You would be surprised how often we come across contracts that are not signed or are incomplete, with missing dates or schedules. Not having a properly executed contract does not mean that a contract doesn't exist, but it may be much harder to rely on its provisions if the other party is arguing it was never agreed. This also applies to variations, which either have not been fully documented, or need to be in writing and signed by both parties to be valid under the terms of the contract itself.
This can also be a problem if you are working on the basis that your standard terms apply. To avoid any issues, standard terms should always be clearly accepted by the other party by being signed, or agreed by email, or by an "I agree" online acceptance mechanism. Parties often get into difficulties where both sides are seeking to incorporate their own standard terms - the so called "battle of the forms". It can frequently be unclear whose terms apply, which may mean that neither set does.
Problems can arise where there is a lack of clarity over what goods or services are being purchased. Typically this is because the definitions of the goods or services are vague, especially with more complex services such as IT. Customers should engage with suppliers to iron out details before the contract is entered into; what is inside and outside of the scope?
Some services need oversight so customers can ensure any problems are corrected. It can be helpful to include provisions around service levels and remedies, such as pre-defined service credits payable by suppliers to customers if service levels are not met. Careful thought should be given to the mechanisms used to measure performance - does it work in practice and is it straightforward enough to not add unnecessary administration and expense?

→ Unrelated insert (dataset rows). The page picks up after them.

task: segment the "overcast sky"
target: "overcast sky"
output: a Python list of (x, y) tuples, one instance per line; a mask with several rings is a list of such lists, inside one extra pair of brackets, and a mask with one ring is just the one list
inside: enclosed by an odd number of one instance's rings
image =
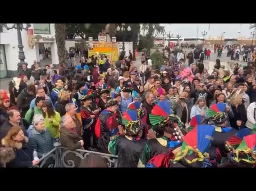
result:
[[(209, 24), (160, 24), (161, 25), (165, 26), (167, 33), (171, 32), (171, 34), (173, 33), (174, 37), (176, 37), (178, 33), (183, 37), (196, 37), (197, 30), (197, 26), (198, 26), (198, 37), (203, 37), (202, 32), (204, 30), (207, 32), (207, 35), (205, 37), (208, 37), (209, 35), (212, 37), (221, 36), (221, 33), (225, 32), (225, 37), (237, 37), (239, 35), (238, 32), (240, 32), (241, 36), (245, 36), (248, 37), (251, 37), (251, 31), (248, 26), (249, 24), (211, 24), (210, 25), (210, 30), (209, 30)], [(254, 38), (255, 36), (254, 36)]]

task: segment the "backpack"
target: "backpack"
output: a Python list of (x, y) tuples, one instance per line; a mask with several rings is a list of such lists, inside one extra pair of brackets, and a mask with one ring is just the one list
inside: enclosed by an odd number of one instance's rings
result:
[(200, 59), (203, 59), (204, 58), (205, 58), (205, 52), (202, 52), (201, 53), (201, 56), (200, 57)]
[(31, 115), (30, 116), (30, 121), (31, 122), (31, 123), (32, 123), (32, 121), (33, 119), (33, 117), (34, 117), (34, 115), (35, 115), (35, 107), (33, 107), (31, 108)]
[(23, 124), (23, 125), (26, 130), (27, 130), (32, 124), (32, 122), (33, 119), (33, 117), (34, 117), (34, 115), (35, 115), (35, 107), (32, 107), (31, 108), (31, 115), (30, 116), (30, 121), (31, 122), (30, 123), (28, 123), (25, 120), (25, 119), (22, 119), (22, 123)]
[[(131, 96), (131, 102), (134, 101), (134, 99)], [(121, 108), (121, 105), (122, 105), (122, 100), (123, 100), (122, 97), (121, 97), (121, 102), (120, 102), (120, 108)]]

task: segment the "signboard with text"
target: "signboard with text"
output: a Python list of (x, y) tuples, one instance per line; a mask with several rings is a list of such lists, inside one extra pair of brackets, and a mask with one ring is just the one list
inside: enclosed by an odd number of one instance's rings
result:
[(33, 28), (29, 28), (27, 30), (27, 35), (34, 35), (34, 29)]

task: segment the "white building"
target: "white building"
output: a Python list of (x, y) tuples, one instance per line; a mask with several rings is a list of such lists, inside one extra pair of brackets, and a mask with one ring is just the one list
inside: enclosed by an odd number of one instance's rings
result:
[[(13, 25), (7, 24), (10, 27)], [(23, 24), (23, 26), (25, 26), (26, 24)], [(33, 36), (36, 39), (34, 46), (29, 46), (29, 40), (31, 36), (29, 36), (24, 30), (21, 31), (26, 57), (25, 62), (28, 63), (28, 67), (31, 68), (34, 60), (38, 62), (41, 67), (45, 64), (58, 64), (54, 24), (31, 24), (29, 28), (33, 29)], [(0, 29), (0, 78), (16, 76), (17, 63), (20, 62), (17, 30), (13, 28), (7, 30), (4, 27), (1, 27)]]

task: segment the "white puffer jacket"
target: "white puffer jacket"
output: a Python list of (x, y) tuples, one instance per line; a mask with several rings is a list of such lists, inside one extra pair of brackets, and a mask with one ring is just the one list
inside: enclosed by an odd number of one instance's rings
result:
[(253, 129), (256, 126), (256, 102), (254, 102), (249, 105), (247, 108), (247, 122), (245, 126)]

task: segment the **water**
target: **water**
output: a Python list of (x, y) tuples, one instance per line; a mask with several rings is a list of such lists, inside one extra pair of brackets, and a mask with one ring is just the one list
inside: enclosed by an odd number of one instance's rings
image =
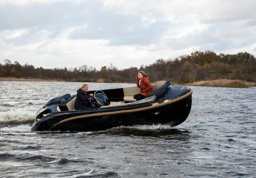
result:
[(0, 177), (255, 177), (256, 88), (193, 87), (190, 114), (174, 128), (30, 131), (43, 104), (80, 84), (0, 82)]

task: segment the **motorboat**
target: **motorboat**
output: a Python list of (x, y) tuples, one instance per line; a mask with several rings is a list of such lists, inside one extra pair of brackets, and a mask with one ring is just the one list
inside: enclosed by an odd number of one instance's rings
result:
[(88, 131), (183, 122), (191, 110), (192, 89), (169, 81), (152, 85), (153, 92), (139, 100), (133, 98), (140, 92), (137, 86), (88, 91), (94, 97), (91, 107), (84, 110), (74, 110), (76, 94), (56, 96), (37, 112), (32, 130)]

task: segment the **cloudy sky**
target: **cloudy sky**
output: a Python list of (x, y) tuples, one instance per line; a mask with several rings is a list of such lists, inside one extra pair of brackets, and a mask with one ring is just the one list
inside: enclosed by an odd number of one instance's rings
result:
[(256, 56), (255, 0), (0, 0), (0, 63), (118, 69), (196, 51)]

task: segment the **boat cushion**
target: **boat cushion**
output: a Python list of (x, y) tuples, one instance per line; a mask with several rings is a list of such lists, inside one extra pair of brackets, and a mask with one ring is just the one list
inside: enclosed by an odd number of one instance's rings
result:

Contract expiry dates should be carefully monitored to avoid issues with auto-renewal provisions and long notice periods. If you believe a contract ends on its stated expiry date, double check to ensure that the term doesn't automatically extend for a further period unless notice to terminate is given in a particular way/at a particular time.
You may be able to terminate a contract if the other party has breached its terms. However, you should check the contractual termination rights carefully to ensure you can terminate and the process to follow. There is often a right to terminate for "material breach", but what does this mean?
Caution is needed if there are multiple potential grounds for termination. In a recent case, one party was unable to claim "loss of bargain" damages because it had terminated the contract in sole reliance on a contractual right to terminate for insolvency, not because of the other party's breach. It is important to identify and select the correct ground of termination and clearly communicate it to the other party.
Finally, we can't possibly talk about bumps in the road without mentioning Brexit, which has the potential to affect many commercial contracts. It may cause delays and/or make some contractual arrangements no longer commercially viable for one or more of the parties.
A solution to the uncertainty for some contracting parties has been to include material adverse change clauses that give renegotiation or termination rights. In each case, you should consider the circumstances and the outcome you are trying to achieve. Customers in particular should make sure they understand the effect of Brexit clauses proposed by suppliers.
This article first featured in our summer 2019 edition of Business Bridge.